Despite the challenges, ERP benefits realization doesn’t have to be an impossibility. At the same time, it also doesn’t have to be an all-or-nothing proposition. There are a number of ways that organizations can go after the “low-hanging fruit” of potential ERP business benefits to start realizing their return on investment sooner:

1.   Carefully manage total implementation costs. One of the most immediate ways to optimize the ROI from your ERP implementation is to manage overall implementation costs. This does not mean that you want to cut corners, which can actually increase implementation cost and risk in the long-term. For example, many organizations think that by scaling back the organizational change management or business process management components of their project budgets, they are cutting costs. In these cases, total implementation costs will almost always be higher than if an organization hadn’t cut those line items in the first place.
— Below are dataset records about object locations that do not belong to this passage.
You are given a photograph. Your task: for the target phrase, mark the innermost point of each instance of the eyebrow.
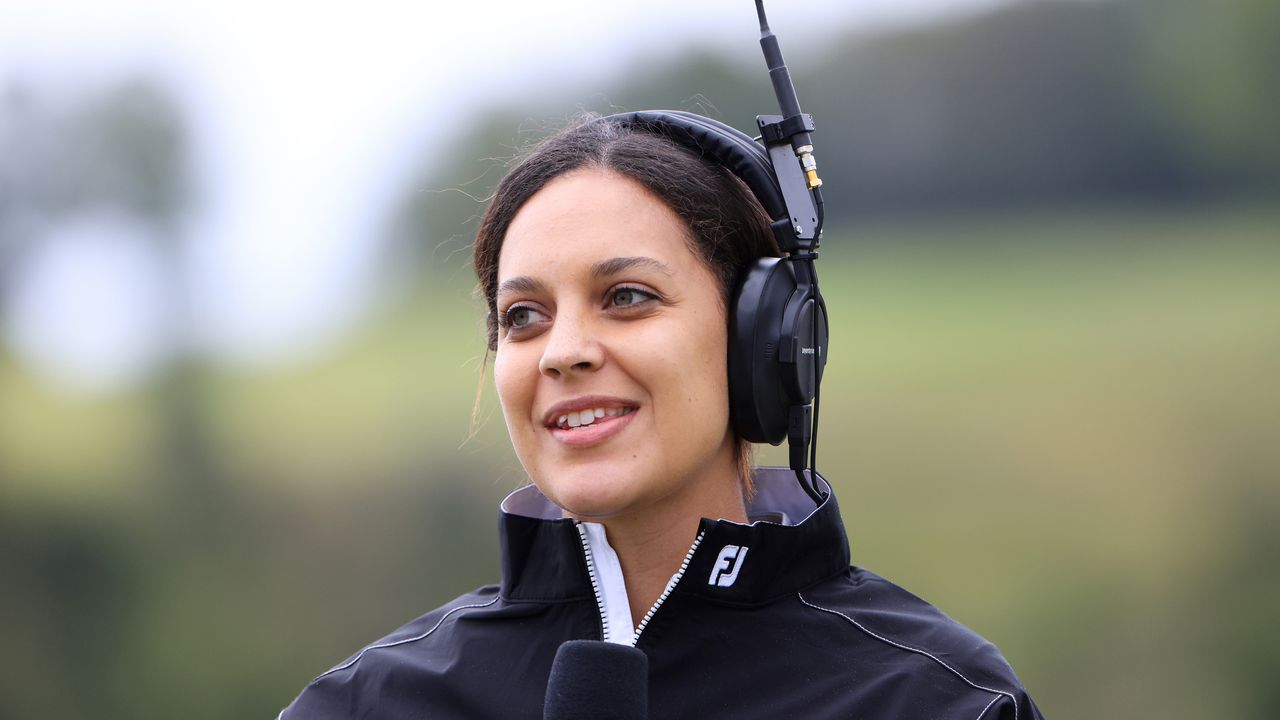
(522, 285)
(615, 265)
(525, 285)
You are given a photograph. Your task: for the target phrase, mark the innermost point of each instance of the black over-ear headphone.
(777, 338)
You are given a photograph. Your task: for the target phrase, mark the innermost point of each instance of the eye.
(521, 317)
(630, 296)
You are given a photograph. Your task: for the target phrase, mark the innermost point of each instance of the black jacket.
(764, 620)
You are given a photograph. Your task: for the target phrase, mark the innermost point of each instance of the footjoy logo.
(721, 574)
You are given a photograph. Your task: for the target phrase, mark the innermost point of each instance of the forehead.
(590, 215)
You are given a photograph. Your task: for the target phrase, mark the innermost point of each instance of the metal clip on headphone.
(777, 338)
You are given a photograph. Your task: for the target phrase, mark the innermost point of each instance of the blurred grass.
(1057, 427)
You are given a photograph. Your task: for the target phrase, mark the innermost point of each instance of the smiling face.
(611, 359)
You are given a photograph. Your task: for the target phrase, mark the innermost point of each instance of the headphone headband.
(726, 145)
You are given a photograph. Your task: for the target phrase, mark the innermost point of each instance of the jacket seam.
(918, 651)
(415, 638)
(993, 702)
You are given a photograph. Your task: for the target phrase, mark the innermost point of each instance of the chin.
(593, 491)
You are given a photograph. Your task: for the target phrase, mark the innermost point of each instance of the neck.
(652, 545)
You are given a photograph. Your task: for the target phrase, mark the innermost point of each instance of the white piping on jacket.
(931, 656)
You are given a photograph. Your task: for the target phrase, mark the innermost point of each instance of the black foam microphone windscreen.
(593, 679)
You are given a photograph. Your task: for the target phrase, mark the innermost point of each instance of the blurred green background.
(1052, 408)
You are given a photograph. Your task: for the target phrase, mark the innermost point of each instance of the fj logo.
(722, 575)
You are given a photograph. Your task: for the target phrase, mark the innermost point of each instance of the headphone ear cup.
(759, 404)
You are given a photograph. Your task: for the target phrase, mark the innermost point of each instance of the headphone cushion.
(758, 399)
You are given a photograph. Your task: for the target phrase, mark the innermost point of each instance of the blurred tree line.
(228, 572)
(1037, 104)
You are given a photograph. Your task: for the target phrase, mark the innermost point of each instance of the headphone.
(777, 336)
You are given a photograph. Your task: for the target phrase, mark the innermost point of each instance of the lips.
(589, 420)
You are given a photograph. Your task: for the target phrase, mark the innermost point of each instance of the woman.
(607, 259)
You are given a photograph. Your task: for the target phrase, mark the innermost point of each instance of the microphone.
(599, 680)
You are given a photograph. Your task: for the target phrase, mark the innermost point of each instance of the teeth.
(580, 418)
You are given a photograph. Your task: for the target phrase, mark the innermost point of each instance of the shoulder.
(344, 689)
(914, 637)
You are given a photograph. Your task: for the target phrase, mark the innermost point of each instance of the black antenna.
(792, 119)
(790, 147)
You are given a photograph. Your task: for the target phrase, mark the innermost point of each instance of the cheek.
(515, 388)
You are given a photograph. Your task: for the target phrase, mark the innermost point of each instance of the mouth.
(586, 422)
(588, 417)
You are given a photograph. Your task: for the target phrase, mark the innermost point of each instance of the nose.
(571, 346)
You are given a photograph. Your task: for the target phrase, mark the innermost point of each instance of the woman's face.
(611, 360)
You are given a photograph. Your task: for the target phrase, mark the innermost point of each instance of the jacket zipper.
(671, 586)
(595, 583)
(599, 597)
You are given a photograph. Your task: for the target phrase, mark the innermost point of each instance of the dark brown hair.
(727, 227)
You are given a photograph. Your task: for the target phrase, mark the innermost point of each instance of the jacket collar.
(789, 546)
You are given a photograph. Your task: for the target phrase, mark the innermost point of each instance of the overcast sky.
(292, 106)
Instead, savvy project managers should tightly manage functional scope, set realistic expectations and effectively mitigate risks that will otherwise drive up costs.

2.   Look at obvious and tangible benefit opportunities. ERP implementation costs are just one side of the ROI equation. In order to optimize return, organizations also need to evaluate some of the more achievable business benefits. For example, inventory is one component that most manufacturing and distribution companies should be able to achieve – assuming they have implemented their ERP system appropriately. Similarly, financial services companies should be able to reduce processing cycle times and government entities should be able to increase the volume of constituent calls with existing staff. Whatever your industry or situation, there are most likely a handful of business benefits that are low-hanging fruit, which should be identified early on in your project. These relatively easy business benefits should provide a guiding light for implementation decisions such as how business processes are reengineered or how the organization is designed.

3.   Plan to measure results after implementation. Even though it is commonly known that “if you don’t measure it, you won’t achieve it,” too many ERP implementations end at go-live. Even though the project team will most likely be tired and ready to move on with their lives after go-live, successful implementations never end. With that in mind, it is important for project teams to plan for how they are going to measure business benefits and operational results after go-live. Successful teams identify key performance measures, quantify baseline performance, set post-go-live targets and measure results after the so-called flip of the switch on the new ERP system. You may not like what you see the first time you measure actual results (most organizations don’t), but it’s the only way you can gauge your progress and make adjustments to accelerate some of the benefits that have yet to transpire.

4.   Constantly improve. Just as Six Sigma and other business process management schools of thought point to continuous improvement, so too must organizations consistently improve the way they are using their ERP systems. Once you have completed step #3 above, it is important to identify the root causes of benefit underachievement and make adjustments accordingly. For example, perhaps employees need to be retrained or maybe some key business processes are still broken. Employees may be reverting back to their trusty Excel spreadsheets and Access databases rather than using the system as it was intended. Whatever the cause, it is important to dig beneath the benefits numbers to identify what can be improved.

At the end of the day, most organizations aren’t going to achieve their expected business benefits on day one of their go-live. However, with the right focus, framework and methodology, most organizations will achieve most of their business benefit potential within a few months of going live on the new ERP system. After spending many months or years of time and millions of dollars on new ERP software, the above tips require very little incremental cost or time to your project but will deliver huge measurable results.